Undersecretary Rico Puno said in the aftermath of the August 23 massacre that she would resign if asked by President Benigno Aquino III.
“We serve at the pleasure of the President,” and not at the pleasure of the voters, they would always insist.
Not Mrs. De Lima.
“What I can say at the moment is that the matter of whether or not to resign will purely be my judgment. It will be solely my call,” she cried.
Not because it will be at the pleasure of the President but at her own.
Soon after, in a few minutes later, she countered: She is staying on in the Cabinet for the present time and that her difference of opinion with President Aquino on charges that should be filed against those found liable in the bungled rescue does not warrant her resignation.
What a girl. She came like a typhoon and made a turn around ala Storm Ondoy even at first she said resigning is always an option although it was “going to be a serious decision.”
I am sure Secretary de Lima will not resign for now, not because job opportunities are getting fewer these days. She has vowed to serve the country well and serve the President at the same time.
She might eventually resign, though, or get fired by the President if he changes his mind with the help of his close friends in the Cabinet.
Look at Usec Puno. And look at Sec. Robredo. They appear to enjoy their positions on an equal basis. Nobody is more equal than the other.
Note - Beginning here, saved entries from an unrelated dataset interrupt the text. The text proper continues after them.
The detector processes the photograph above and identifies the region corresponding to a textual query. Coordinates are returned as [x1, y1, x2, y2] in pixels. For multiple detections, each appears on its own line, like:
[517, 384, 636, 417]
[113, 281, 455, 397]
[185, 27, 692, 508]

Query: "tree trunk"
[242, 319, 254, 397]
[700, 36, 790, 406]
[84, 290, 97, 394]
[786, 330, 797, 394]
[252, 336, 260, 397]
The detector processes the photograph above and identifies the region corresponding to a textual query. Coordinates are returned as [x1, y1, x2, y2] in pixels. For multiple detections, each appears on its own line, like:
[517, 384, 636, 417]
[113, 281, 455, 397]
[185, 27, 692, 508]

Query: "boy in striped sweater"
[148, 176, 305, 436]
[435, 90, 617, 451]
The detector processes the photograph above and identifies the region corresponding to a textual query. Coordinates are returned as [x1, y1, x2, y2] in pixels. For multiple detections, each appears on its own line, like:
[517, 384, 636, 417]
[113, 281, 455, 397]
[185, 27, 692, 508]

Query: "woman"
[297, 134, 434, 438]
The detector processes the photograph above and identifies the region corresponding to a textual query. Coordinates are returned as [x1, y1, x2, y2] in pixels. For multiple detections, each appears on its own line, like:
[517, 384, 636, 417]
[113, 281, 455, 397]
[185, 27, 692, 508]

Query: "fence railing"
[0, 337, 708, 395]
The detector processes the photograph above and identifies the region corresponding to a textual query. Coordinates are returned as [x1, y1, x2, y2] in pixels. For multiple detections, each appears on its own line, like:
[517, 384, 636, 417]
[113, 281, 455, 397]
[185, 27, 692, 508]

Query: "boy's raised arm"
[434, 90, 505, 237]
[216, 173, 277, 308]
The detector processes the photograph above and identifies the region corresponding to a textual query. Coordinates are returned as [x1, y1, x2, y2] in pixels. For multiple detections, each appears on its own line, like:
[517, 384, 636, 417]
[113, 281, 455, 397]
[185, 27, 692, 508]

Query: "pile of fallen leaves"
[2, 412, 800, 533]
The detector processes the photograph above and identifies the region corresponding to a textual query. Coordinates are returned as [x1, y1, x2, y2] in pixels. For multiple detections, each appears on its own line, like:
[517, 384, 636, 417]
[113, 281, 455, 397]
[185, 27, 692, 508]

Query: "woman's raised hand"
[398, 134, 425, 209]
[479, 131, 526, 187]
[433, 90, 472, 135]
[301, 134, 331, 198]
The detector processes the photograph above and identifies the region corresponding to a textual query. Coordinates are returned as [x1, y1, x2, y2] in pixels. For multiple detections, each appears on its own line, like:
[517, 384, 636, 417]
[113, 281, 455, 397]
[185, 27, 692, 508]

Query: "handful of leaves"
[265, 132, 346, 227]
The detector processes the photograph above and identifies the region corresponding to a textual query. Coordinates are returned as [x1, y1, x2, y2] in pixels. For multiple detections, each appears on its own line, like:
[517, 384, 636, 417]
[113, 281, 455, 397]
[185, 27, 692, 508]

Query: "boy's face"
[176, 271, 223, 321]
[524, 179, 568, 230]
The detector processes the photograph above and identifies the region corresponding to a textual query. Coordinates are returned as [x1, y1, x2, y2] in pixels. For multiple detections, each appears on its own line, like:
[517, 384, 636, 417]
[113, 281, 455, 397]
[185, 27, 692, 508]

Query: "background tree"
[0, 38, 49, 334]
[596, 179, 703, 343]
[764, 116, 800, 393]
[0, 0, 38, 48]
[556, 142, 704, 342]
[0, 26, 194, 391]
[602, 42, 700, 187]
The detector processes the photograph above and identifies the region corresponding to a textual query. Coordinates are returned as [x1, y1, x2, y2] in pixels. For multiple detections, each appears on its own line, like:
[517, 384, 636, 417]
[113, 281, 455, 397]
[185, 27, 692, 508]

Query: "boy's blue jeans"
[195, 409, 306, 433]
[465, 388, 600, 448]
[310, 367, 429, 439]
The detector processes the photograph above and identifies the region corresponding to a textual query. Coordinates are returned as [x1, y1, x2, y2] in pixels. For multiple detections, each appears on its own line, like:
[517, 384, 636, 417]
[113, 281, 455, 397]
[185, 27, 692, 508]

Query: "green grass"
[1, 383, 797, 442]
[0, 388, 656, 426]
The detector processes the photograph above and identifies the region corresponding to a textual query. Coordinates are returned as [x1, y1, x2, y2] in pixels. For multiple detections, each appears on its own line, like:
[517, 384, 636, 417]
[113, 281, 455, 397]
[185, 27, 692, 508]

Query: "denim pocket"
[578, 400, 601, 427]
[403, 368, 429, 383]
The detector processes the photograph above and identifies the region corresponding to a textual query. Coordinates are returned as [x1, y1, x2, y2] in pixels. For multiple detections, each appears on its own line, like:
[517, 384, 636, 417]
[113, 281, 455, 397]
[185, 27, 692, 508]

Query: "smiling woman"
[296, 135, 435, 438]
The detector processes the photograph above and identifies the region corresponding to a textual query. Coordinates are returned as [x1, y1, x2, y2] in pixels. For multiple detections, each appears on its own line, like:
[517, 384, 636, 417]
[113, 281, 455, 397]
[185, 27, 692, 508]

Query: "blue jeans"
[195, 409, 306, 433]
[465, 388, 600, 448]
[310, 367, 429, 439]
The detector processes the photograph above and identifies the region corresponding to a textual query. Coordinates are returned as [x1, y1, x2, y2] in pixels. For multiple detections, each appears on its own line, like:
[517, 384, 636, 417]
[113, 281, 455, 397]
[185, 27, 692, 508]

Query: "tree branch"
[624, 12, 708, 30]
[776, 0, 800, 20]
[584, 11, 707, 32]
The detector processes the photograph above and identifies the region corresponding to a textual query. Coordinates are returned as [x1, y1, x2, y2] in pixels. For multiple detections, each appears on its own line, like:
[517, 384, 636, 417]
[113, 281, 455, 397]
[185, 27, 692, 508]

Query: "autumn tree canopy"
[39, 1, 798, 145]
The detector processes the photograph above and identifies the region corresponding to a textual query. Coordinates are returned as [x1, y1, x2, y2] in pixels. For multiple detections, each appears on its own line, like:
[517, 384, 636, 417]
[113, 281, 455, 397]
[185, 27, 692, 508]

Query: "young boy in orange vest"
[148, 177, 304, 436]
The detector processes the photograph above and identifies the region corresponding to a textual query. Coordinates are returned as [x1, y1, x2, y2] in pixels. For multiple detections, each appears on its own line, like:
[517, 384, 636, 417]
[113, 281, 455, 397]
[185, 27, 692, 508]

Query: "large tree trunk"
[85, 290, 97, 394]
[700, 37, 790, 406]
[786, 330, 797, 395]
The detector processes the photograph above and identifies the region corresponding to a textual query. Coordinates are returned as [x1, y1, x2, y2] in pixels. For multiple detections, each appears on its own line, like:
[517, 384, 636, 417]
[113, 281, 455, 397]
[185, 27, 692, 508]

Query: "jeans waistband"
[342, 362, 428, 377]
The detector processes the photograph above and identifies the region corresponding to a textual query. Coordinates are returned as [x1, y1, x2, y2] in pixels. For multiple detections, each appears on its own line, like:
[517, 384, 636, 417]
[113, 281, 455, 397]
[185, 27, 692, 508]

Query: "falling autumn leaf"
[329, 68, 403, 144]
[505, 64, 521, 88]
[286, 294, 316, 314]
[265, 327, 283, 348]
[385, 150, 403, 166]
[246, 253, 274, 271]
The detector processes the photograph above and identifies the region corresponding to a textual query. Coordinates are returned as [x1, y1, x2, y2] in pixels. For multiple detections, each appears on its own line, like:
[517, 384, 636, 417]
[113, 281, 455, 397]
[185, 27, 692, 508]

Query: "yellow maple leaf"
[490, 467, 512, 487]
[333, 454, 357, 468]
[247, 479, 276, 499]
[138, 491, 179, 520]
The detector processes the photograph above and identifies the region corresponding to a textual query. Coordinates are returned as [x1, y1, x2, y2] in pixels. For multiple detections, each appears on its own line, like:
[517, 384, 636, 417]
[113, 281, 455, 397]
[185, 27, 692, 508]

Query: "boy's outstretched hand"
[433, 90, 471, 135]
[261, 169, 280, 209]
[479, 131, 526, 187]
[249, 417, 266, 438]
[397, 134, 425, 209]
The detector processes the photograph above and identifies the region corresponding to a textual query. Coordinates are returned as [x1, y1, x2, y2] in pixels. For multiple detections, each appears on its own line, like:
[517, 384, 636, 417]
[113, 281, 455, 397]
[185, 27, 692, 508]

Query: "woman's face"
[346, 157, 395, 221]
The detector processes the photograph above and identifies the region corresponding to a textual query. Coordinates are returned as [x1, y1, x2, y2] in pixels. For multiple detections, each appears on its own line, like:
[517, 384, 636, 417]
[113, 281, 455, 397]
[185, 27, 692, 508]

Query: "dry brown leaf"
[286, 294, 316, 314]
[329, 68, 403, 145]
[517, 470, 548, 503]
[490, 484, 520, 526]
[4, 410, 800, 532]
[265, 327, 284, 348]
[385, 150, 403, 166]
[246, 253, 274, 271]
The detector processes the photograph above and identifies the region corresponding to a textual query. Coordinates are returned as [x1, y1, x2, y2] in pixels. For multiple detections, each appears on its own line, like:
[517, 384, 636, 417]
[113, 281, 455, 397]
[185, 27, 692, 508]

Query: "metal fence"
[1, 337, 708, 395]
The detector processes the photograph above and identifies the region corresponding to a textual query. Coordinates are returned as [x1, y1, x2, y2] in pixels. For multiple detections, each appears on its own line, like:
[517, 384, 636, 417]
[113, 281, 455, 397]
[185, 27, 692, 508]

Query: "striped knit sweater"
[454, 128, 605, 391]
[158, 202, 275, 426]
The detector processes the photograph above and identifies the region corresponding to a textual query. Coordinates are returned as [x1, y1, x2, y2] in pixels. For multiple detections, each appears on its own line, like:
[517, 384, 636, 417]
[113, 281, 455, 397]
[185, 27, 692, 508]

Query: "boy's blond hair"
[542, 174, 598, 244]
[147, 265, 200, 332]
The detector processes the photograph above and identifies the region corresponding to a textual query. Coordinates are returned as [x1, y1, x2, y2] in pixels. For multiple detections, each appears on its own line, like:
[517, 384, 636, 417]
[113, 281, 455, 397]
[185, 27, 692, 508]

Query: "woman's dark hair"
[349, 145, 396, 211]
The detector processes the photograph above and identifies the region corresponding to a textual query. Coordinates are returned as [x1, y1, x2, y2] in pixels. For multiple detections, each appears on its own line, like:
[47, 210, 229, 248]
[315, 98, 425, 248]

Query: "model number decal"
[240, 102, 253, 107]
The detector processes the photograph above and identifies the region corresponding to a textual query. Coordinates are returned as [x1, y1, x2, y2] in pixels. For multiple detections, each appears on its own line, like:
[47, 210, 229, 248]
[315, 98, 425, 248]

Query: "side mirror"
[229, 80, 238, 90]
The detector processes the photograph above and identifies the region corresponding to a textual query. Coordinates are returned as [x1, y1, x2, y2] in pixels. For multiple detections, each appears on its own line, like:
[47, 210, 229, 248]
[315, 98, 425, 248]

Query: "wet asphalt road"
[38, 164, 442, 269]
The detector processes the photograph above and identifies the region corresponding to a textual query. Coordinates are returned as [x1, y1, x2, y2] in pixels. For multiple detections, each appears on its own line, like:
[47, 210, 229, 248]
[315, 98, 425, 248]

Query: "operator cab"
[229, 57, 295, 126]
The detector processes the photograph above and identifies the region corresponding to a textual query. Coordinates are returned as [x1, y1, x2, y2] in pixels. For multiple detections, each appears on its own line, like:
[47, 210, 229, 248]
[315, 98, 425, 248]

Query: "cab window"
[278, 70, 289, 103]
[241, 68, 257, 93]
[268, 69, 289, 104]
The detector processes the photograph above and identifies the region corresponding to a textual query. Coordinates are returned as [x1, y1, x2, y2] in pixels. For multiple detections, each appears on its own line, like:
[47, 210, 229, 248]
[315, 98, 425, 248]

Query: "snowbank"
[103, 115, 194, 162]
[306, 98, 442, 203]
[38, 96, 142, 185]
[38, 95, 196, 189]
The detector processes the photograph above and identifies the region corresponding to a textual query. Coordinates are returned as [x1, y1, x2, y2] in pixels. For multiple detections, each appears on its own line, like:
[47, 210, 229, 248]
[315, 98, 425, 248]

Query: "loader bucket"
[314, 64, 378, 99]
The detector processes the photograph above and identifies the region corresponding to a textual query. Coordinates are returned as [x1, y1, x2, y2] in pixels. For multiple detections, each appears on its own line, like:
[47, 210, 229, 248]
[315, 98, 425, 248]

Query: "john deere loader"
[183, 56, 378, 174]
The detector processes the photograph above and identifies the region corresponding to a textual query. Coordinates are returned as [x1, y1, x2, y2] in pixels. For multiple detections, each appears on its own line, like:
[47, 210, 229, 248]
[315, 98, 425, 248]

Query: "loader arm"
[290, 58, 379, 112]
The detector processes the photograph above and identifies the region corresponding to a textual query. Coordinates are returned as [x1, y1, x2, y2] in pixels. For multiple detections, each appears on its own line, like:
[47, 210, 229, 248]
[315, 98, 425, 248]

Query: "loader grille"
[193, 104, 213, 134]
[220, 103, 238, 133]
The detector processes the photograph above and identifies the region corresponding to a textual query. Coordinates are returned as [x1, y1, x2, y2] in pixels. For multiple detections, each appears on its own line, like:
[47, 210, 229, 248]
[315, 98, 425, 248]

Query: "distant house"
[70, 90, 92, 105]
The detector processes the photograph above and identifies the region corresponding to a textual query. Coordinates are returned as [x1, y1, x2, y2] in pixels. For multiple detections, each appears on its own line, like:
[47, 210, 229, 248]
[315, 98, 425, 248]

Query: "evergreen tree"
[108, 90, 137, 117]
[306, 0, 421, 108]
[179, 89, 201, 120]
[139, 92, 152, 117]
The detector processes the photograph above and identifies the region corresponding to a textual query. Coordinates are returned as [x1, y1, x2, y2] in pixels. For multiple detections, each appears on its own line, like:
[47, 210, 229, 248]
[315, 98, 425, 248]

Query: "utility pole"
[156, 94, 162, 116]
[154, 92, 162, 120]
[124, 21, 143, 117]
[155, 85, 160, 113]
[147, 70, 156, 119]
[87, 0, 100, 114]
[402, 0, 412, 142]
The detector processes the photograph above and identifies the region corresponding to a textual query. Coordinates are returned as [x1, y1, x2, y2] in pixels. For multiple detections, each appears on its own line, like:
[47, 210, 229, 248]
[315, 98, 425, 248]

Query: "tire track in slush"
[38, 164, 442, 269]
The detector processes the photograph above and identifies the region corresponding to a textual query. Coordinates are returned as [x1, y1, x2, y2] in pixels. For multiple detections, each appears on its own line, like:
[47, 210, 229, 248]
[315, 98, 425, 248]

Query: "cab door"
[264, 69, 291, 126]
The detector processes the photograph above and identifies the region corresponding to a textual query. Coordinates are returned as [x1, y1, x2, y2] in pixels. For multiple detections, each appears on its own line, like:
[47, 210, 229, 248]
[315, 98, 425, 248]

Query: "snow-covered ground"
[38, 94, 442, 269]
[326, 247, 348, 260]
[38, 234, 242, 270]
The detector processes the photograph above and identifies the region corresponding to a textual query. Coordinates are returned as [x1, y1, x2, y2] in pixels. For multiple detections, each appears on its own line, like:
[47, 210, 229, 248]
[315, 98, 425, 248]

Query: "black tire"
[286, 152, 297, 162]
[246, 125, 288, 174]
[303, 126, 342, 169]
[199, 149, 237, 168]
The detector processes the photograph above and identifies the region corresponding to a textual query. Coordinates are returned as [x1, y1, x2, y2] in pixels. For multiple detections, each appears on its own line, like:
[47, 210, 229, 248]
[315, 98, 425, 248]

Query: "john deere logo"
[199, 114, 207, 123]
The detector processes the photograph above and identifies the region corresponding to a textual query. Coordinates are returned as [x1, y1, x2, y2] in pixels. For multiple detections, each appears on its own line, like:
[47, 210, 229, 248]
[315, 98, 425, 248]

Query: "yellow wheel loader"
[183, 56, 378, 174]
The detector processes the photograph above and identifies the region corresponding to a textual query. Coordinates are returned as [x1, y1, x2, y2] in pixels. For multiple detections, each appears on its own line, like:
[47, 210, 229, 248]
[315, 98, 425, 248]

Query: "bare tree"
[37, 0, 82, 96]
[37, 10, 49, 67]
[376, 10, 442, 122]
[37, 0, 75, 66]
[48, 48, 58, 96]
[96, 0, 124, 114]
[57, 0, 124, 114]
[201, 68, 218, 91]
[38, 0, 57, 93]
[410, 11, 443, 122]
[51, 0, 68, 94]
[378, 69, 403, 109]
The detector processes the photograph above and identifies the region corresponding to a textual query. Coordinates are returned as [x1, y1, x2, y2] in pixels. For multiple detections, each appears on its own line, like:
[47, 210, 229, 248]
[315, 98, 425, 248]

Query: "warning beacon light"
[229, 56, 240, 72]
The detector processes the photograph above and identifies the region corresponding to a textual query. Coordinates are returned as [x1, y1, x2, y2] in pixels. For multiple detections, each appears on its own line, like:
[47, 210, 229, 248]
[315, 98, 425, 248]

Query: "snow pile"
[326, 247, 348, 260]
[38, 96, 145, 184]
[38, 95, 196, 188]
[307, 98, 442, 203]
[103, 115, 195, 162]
Like the famous trio at the Palace, the communication experts who are also enjoying their set up.
Nobody is resigning as yet. Sec. de Lima said she would still accept future jobs because “I’m a subordinate and alter ego of the President.”
Nonetheless, she gave assurance that whatever work the President wants to assign to her, she would willingly accept as her duty.
It is the President who determines the best course of action. His alter egos are only expected to support him in those actions he deems best, she added.
According to de Lima, certain quarters have suggested that she tendered her resignation as early as when the President directed the Malacañang legal panel to review the findings of the IIRC which she headed.
“Everything should be considered. What is this? What just happened? There appears to be a difference of opinion, a difference in policy,” de Lima clarified.
At the same time, she vowed to fully support and remain dedicated to the President and to the fulfillment of his dreams for the country.